Mensch, Musik, Maschine
Im Rahmen des Festivals «Wir sind die Roboter» waren vom 29. September bis 1. Oktober das Roboter-Orchester der belgischen Logos Foundation und die Soundmaschinen von Roland Olbeter zu hören.

«Wir sind die Roboter», so prangt es von den Plakaten für das Festival. Wer spricht da? Wer ist wir? Wir alle? Sind wir etwa alle schon zu Robotern geworden, zu Automaten, gesteuert von Computern, Algorithmen und Smartphones? Oder sprechen da die Maschinen? Und wie klingt eigentlich Robotermusik? Ist das etwas unerhört anderes als das, was wir bislang unter Musik verstanden haben? Etwas ganz Neues, das unsere «verstopften und abgestumpften Wahrnehmungskanäle» erweitern kann, wie Philipp Rhensius in der Neuen Zürcher Zeitung vom 22. Juli 2016 schrieb?

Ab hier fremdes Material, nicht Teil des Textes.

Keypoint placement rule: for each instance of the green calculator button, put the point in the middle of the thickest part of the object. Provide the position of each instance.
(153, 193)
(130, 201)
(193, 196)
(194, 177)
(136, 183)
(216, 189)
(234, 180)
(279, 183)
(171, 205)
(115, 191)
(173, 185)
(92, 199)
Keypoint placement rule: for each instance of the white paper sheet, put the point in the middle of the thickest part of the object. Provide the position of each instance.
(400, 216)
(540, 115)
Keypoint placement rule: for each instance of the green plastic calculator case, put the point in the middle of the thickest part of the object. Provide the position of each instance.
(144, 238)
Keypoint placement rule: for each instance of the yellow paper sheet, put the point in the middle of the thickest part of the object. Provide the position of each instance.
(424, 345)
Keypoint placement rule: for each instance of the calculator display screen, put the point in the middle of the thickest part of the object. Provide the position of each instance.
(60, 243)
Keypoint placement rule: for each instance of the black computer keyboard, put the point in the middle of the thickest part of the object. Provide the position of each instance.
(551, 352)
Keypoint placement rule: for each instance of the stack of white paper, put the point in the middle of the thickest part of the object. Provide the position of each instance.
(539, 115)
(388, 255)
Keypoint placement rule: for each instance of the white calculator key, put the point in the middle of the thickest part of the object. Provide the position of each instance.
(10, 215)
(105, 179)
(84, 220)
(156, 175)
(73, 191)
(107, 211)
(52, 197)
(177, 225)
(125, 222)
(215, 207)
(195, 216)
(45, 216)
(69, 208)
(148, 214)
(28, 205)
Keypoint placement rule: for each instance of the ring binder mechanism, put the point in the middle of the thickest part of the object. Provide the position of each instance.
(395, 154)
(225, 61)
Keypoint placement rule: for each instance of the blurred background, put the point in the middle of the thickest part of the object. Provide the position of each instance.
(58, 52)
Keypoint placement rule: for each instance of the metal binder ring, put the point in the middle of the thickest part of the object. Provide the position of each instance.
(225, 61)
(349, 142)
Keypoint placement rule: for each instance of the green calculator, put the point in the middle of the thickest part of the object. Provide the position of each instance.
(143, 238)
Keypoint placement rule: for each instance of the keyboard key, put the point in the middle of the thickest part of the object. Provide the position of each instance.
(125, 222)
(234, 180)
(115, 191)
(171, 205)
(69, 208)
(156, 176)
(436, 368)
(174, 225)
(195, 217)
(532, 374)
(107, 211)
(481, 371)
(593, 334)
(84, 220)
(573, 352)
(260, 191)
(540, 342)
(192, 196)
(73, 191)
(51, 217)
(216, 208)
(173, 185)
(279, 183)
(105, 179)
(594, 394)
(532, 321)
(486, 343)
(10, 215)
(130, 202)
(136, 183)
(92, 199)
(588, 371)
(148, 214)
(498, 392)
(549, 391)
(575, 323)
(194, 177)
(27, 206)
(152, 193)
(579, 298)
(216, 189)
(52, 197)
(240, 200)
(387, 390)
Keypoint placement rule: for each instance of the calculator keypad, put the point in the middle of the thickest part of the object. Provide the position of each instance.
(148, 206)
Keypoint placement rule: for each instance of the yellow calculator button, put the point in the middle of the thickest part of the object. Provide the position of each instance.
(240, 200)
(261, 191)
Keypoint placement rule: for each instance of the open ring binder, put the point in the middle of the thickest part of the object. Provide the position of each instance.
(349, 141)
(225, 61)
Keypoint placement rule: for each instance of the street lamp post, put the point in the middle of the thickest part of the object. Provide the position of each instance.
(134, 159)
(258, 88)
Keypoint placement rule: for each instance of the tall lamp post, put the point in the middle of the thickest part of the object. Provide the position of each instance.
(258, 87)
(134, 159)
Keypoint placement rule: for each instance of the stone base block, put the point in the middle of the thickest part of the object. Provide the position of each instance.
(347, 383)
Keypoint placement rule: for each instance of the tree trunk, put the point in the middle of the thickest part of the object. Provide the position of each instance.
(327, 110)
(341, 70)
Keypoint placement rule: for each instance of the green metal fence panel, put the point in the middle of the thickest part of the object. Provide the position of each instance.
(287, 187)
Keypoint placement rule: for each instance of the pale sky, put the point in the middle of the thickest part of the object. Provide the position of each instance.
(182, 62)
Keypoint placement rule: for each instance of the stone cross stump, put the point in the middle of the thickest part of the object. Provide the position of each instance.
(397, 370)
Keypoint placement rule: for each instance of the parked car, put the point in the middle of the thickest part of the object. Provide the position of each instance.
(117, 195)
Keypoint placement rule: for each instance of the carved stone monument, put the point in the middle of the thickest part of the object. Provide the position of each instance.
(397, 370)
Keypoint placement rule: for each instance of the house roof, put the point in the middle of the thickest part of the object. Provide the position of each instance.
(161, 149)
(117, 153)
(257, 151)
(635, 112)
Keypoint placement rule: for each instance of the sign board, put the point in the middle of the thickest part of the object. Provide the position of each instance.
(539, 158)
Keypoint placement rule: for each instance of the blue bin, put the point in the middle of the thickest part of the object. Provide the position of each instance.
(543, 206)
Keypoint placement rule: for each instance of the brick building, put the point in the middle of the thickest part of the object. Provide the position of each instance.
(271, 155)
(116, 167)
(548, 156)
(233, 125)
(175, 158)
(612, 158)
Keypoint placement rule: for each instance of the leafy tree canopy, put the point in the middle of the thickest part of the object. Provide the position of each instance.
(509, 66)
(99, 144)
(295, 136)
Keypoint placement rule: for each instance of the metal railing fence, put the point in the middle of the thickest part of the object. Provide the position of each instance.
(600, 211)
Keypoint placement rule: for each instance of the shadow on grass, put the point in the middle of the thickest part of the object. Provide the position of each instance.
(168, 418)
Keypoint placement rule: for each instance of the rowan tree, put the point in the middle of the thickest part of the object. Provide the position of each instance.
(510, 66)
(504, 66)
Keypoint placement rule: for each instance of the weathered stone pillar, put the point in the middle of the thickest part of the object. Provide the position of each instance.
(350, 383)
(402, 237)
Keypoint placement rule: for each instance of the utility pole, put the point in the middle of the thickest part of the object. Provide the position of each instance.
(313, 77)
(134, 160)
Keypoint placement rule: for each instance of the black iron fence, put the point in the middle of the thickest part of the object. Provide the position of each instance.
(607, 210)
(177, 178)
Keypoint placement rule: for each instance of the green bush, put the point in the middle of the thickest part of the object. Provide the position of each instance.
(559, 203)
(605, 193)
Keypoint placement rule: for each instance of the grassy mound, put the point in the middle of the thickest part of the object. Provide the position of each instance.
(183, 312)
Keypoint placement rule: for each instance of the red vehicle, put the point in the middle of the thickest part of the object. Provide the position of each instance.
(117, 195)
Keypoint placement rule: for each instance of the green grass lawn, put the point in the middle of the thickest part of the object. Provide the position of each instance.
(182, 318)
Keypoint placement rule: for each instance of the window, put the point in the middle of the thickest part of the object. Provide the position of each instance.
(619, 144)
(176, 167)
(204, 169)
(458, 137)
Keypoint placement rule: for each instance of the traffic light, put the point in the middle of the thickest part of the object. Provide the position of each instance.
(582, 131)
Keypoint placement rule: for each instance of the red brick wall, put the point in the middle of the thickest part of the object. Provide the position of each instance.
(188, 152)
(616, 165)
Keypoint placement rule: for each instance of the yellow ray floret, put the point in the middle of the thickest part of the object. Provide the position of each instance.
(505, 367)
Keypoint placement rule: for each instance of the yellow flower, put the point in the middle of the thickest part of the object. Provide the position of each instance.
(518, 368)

«Was wir im Rahmen des Festivals hören werden», so heisst es im Programmheft, «ist keine Roboter-Musik, sondern Menschen-Musik, die von Maschinen gespielt wird.» Nun, das klingt zunächst mal nicht unerhört anders als alles, was wir bislang kennen. Eher im Gegenteil. Und nach einer Auseinandersetzung damit, dass wir längst alle zu Robotern geworden sind, klingt das leider auch nicht. Auch wenn die Roboter hier die erste Geige spielen werden: Der Mensch bewahrt in jedem Fall die Kontrolle. Schade!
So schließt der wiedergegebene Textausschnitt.